What the hell was I going to do to keep it together? In the fourteen months immediately following graduation, I tore through five countries, a bank account with a balance of three dollars and eighty-one cents, three heartbreaks (two received, one doled out), and several lost friendships. I spent the winter in the ringer of the medical-psychiatric-pharmaceutical-business complex and was spat out in the early spring. I worked nice, small-potatoes jobs in retail, hawking spices and books. My patience was wearing thin, and my ambitions, once lofty, had disappeared somewhere between my umpteenth overdraft notice and my daily recitations of “we have five kinds of cinnamon!” A system, a structure, was what I needed next.
I’d always had a strong desire to serve others, though now it was tempered with a healthy, liberal-arts-induced dose of skepticism about the impulse of the privileged to help the so-called “needy.” So I looked for the most organized way to indulge my desire, which led me to AmeriCorps. One week after I applied, I had an interview with an organization serving homeless and at-risk youth. Two weeks later, I had a job. Three weeks later, I was living in a new city, dressing out of a suitcase, and sharing a bed with an old friend while I searched for a bed of my own. Everything was new and most things would have been frightening, but I had a semblance of purpose and definition.
AmeriCorps is a service program, but it tries to offer a range of different experiences for its members, and so the idea of service it promotes can come across as hokey and vaguely cultish. When you join AmeriCorps, you “swear in” with a “pledge” to “get things done for America!” You may or may not attend a conference where you are encouraged to wear the same green shirt for four days “so that you look more inspiring in group photographs,” and your supervisor may or may not, with an ironic tinge to her voice, refer to the place where rules and regulations are formed as “The Corporation.”
In my program, which is similar to most AmeriCorps programs, members must complete 1,700 hours of service over the course of ten and a half months. We live off of a stipend of $1,050 a month. We get food and transportation assistance, but not housing assistance. If we successfully complete our terms, we receive $5,000 that we can put towards education—past loans, or future learning. We live hand-to-mouth for nearly a year, and while doing so, hold down a job that a non-profit would otherwise have to pay a full-time staff for.
When I started AmeriCorps, I had only two vague ideas about what I would be doing: that I would be “volunteer coordinating,” something I had no experience with, and that I would be doing some direct service work with homeless youth.
“Some” is an understatement. I work in a drop-in center, which means that people come to us for a variety of reasons. As a result, there is no such thing as a typical day in my workplace.

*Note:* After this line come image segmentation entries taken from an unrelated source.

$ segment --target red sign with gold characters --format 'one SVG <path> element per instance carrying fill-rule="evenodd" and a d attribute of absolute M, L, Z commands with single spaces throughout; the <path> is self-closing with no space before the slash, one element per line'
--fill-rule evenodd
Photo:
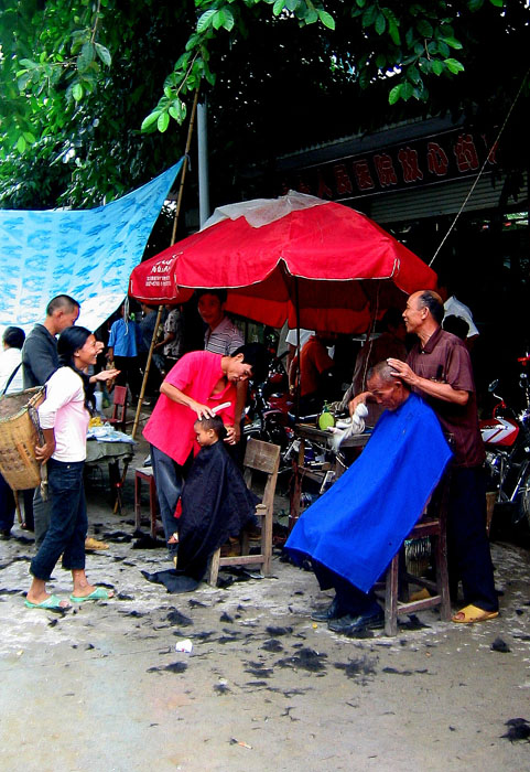
<path fill-rule="evenodd" d="M 478 174 L 497 164 L 494 139 L 462 127 L 286 172 L 281 192 L 296 190 L 329 201 L 407 190 Z"/>

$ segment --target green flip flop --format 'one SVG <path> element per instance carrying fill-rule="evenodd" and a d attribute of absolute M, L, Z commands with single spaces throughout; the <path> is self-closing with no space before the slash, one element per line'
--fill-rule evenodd
<path fill-rule="evenodd" d="M 28 609 L 47 609 L 48 611 L 65 611 L 69 609 L 69 605 L 61 605 L 61 598 L 57 598 L 57 596 L 50 596 L 50 598 L 43 600 L 42 603 L 32 603 L 31 600 L 25 599 L 24 605 Z"/>
<path fill-rule="evenodd" d="M 71 596 L 69 599 L 73 603 L 84 603 L 86 600 L 109 600 L 112 598 L 104 587 L 96 587 L 96 589 L 90 592 L 89 596 Z"/>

One day, I help one other person conjure up lunch for thirty people from pork patties and twenty pounds of carrots. And when we serve the meal, there are no seconds, because sixty people show up for lunch instead of thirty. And some people can’t eat pork and don’t like carrots, so they don’t eat.
One day, I’m making art with two young men who talk to me about Kid Cudi and their drug addictions.
One day, I’m sitting on the floor with my back against the wall, listening while a young man talks about having a friend die in his bed.
One day, I step out from the back room to find one of my coworkers on the phone with the police. Another has her arms wide, keeping the kids inside the building away from the front door. Two young men are outside, both of whom have been to the clinic before. One shoves through the door with blood pouring down his face, stumbles to the forks, grabs two, and declares, “I’m going to stab that motherfucker.”
None of us are soldiers, police — anyone who we are taught in the movies can “keep you safe.” But we are trained de-escalators. And we know our young people. We talk both of them down, break stares, speak in low, calm voices. Even in this case, which sounds like a potential bloodbath, everyone walks away safe.
Despite all this, there are some routines that happen every day. At eight thirty each morning, breakfast begins. Twelve thirty, lunch. Six o’clock, dinner. I stack the same dishes in lemon soap each day, unlock the same bathrooms, knocking twice and entering hip-first in case there is someone inside. I often reiterate the same rules for the same young people—asking this one to stop wielding a pool cue like a sword, asking that one to stop saying bitch because while swearing is encouraged, oppressive language isn’t tolerated here.
And occasionally, there are good surprises. One day, a young man who has spent almost all of his time here pretending to be invisible bursts through the door smiling.
“My baby’s a girl!” he beams, and he goes around to each staff member to tell them the news. He heads outside to smoke and I smile to myself, marveling not just at the news, but at his willingness to open his heart here, to share this with us.
AmeriCorps provided some of the structure I needed after graduation. But the real reward, for me, was the gratification of helping others to fulfill their needs. As it turns out, I love navigating chaos, as long as it is (mostly) confined to a work week, and not rampaging through my own life. I love talking to people and hearing their stories. I like being a passive supportive presence and actively meeting basic needs. I like to be constantly reminded that young people are bright and resilient regardless of their bad luck. It is these moments, the days when the doors are burst open for the sharing of good news, when I am sure I would not want to be doing anything else.